Given that AR glasses are not yet in common usage, most of today’s AR applications revolve around using AR to superimpose digital clothing using phone cameras for sharing on social media, which is commonly built off Snapchat’s AR technology. Brands that are making the foray into AR NFTs say it’s currently appealing mostly to early adopters and crypto-savvy fashionistas. The current user experience is somewhat basic, but the technology is improving quickly.
NFT marketplace The Dematerialised is currently hosting an NFT sale for Soulland, a Copenhagen-based menswear brand. The NFTs, all of a pink floral suit, range in price from €13 to €5,000, depending on what utility the buyer wants to get out of the NFT. All NFT buyers receive access to a USDZ file, which, when opened on iOS devices, shows the suit in AR on a user’s camera app.
“One of the criticisms about NFTs is the ‘so what?’ factor,” says Karinna Nobbs, co-CEO of The Dematerialised. “People think that NFTs have already had their moment, or that it’s just a cash grab. We’re trying to provide multiple utilities to our NFTs, even though they are quite rudimentary at this stage, so people can say ‘look at what I spent my money on’.”
DressX, a startup with a mobile app that offers an AR wardrobe both women and men can ‘wear’ and then share to social media, unveils a partnership with Crypto.com on 24 August. The initial collection is SpaceX and Elon Musk-inspired fashion NFTs, which customers can purchase on the Crypto.com NFT marketplace starting 29 August. After purchase, customers can use the DressX app to showcase themselves wearing a selected outfit in AR. While the usual DressX outfits are unlimited in quantity, the NFT outfits are limited and available in AR exclusively to the owners of the NFTs.
Creating high-value demand
The question is, why have an NFT component, which by definition constrains the number of AR outfits that can be sold? After all, Epic Games made $50 million off one set of Fortnite outfits, which were unlimited in supply.
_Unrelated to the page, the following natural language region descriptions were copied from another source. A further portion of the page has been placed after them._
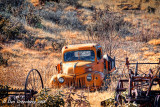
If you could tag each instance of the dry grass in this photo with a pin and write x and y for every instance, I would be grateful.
(154, 42)
(21, 59)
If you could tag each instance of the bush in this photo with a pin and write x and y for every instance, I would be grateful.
(9, 30)
(3, 61)
(12, 2)
(105, 23)
(33, 20)
(29, 41)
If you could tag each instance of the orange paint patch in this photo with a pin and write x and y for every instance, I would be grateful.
(154, 42)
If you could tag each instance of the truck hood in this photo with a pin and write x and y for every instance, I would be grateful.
(72, 67)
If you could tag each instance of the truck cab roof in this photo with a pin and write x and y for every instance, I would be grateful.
(80, 47)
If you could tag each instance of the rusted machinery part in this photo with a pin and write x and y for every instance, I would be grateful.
(33, 84)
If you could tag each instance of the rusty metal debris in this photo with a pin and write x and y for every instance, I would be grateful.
(33, 84)
(139, 88)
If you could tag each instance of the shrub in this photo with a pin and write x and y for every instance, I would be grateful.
(34, 20)
(29, 41)
(3, 61)
(105, 23)
(9, 30)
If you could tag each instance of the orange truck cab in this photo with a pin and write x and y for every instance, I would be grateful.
(82, 66)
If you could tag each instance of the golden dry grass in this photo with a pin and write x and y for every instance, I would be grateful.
(154, 42)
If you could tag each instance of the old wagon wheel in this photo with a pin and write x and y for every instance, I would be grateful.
(33, 84)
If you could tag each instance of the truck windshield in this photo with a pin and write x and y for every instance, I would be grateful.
(86, 55)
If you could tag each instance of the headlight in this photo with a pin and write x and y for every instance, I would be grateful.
(89, 77)
(61, 80)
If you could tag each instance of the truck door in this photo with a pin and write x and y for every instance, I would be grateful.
(100, 65)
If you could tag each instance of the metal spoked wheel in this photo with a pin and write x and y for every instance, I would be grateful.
(157, 101)
(33, 84)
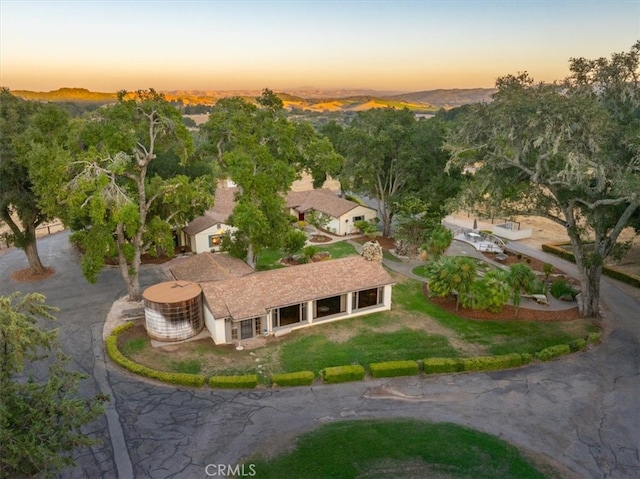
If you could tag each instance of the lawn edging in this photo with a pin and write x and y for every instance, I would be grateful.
(181, 379)
(352, 372)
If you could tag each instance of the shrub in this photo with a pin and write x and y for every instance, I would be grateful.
(560, 288)
(577, 345)
(248, 381)
(342, 374)
(183, 379)
(301, 378)
(490, 363)
(553, 352)
(310, 250)
(392, 369)
(441, 365)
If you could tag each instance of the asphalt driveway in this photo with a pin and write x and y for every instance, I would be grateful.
(581, 412)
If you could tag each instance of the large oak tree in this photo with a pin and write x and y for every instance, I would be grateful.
(263, 152)
(111, 203)
(567, 151)
(25, 126)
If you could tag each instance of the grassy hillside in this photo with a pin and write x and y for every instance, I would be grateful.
(426, 101)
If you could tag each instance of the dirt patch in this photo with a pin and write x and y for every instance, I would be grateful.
(26, 276)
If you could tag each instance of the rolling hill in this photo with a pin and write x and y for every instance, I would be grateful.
(304, 98)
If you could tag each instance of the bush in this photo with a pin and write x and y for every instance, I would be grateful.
(182, 379)
(301, 378)
(248, 381)
(491, 363)
(577, 345)
(342, 374)
(553, 352)
(441, 365)
(560, 288)
(392, 369)
(593, 338)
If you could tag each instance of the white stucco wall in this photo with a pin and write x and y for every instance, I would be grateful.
(217, 327)
(200, 241)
Matthew Ball says that current consumer in-game spending is actually constrained because any items, goods, or currencies purchased in the game can only be used on that specific platform and the user doesn’t actually own the in-game outfit. On the other hand, because NFTs are built on public blockchain infrastructure and aren’t the provenance of a company, they hold the key to mimicking real-world scarcity and true ownership that enables goods to be sold at high prices.
Ball highlights the example of Larva Labs, which has used NFTs to issue CryptoPunks avatars that have sold at prices up to $11.7 million, hundreds of thousands times greater than avatars in hit games like Fortnite.
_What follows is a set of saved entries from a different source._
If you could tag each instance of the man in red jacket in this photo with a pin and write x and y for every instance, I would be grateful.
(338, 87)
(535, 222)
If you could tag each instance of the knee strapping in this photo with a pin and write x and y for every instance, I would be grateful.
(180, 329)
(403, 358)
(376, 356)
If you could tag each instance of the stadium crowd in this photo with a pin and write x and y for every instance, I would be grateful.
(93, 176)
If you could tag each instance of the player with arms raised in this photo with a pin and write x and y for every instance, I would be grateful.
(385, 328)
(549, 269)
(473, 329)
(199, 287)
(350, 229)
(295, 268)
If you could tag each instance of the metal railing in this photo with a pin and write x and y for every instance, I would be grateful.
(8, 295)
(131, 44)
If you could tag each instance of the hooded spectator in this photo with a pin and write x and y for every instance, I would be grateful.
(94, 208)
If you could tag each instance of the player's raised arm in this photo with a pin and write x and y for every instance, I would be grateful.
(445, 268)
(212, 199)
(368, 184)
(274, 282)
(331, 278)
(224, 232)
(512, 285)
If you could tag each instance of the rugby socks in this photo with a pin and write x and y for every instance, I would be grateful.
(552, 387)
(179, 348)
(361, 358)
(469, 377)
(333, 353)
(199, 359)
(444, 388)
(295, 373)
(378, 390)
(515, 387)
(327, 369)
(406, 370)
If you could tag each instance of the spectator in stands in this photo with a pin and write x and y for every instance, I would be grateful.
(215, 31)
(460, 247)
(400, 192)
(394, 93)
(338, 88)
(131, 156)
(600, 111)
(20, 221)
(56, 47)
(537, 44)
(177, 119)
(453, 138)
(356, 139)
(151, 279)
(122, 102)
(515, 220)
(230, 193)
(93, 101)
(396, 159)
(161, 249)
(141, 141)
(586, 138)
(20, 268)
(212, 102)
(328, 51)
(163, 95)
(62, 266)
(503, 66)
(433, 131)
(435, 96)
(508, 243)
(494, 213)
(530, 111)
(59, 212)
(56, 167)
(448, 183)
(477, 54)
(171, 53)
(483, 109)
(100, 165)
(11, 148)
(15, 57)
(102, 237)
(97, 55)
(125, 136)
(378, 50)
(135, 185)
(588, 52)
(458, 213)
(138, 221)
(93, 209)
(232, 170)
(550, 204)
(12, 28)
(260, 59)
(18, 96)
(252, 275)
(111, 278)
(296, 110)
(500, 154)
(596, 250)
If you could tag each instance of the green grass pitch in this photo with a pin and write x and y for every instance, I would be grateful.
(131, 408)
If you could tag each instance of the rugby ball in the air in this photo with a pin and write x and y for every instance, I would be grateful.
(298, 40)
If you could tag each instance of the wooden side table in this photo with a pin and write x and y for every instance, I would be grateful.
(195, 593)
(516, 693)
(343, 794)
He points out that companies will need to collaborate to figure out how to make the NFT useful to consumers in many different ways. “As the utility or usefulness of a purchase goes up, consumers will spend more on it,” he says. “The longer a customer believes it will be useful, the more places they can use it, the more they will spend on it.”
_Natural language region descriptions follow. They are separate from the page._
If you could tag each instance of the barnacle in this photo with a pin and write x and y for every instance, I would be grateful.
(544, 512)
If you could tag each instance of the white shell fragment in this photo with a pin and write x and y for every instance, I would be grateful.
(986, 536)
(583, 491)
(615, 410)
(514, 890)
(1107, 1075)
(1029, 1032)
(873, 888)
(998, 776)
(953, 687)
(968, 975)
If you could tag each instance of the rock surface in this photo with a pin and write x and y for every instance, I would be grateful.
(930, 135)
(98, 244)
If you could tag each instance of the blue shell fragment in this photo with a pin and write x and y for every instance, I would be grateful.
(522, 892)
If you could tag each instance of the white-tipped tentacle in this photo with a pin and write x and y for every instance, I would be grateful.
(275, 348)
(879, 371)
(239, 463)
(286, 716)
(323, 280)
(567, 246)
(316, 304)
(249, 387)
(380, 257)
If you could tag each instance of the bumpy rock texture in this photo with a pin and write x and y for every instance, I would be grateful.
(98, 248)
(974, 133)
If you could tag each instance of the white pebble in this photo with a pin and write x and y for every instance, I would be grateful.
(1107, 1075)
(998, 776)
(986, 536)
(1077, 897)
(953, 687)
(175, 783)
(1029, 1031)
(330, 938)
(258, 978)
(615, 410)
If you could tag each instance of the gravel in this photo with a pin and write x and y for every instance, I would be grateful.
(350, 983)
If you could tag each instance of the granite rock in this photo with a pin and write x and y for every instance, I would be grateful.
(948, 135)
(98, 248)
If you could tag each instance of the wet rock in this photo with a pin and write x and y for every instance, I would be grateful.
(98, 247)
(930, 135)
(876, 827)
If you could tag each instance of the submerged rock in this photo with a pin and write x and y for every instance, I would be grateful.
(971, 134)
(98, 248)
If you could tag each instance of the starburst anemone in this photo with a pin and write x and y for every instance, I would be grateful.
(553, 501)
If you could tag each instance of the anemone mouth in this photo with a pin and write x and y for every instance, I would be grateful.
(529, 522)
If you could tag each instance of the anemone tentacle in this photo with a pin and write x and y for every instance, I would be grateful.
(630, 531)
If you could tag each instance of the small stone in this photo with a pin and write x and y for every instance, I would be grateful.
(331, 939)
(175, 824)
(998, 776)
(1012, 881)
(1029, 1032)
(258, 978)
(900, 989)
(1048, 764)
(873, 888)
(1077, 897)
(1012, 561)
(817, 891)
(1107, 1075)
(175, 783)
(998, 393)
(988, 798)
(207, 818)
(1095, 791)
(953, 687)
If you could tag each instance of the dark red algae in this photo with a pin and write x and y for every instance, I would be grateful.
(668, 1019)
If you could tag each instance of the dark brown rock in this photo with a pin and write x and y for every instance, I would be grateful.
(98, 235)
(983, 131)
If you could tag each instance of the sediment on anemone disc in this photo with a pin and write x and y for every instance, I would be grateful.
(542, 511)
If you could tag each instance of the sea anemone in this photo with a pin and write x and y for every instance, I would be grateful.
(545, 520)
Emma-Jane MacKinnon-Lee, CEO of fashion NFT marketplace Digitalax, says that she is focused on providing multiple use cases to NFT owners. Digitalax sold several versions of the Rtfkt Metajacket, and the buyers received a digital art piece, AR version to try-on digitally and a gaming skin.
“We can imagine a lot more innovation happening, for example thinking of clothes powered with AI and evolutive representations, changing according to social interactions, moods, live events or the weather,” Rtfkt co-founder Pagotto says. “You can already see this happening in Fortnite with dynamic skins, and that’s some of the vision we’re executing on daily with our NFTs and creations at Rtfkt.”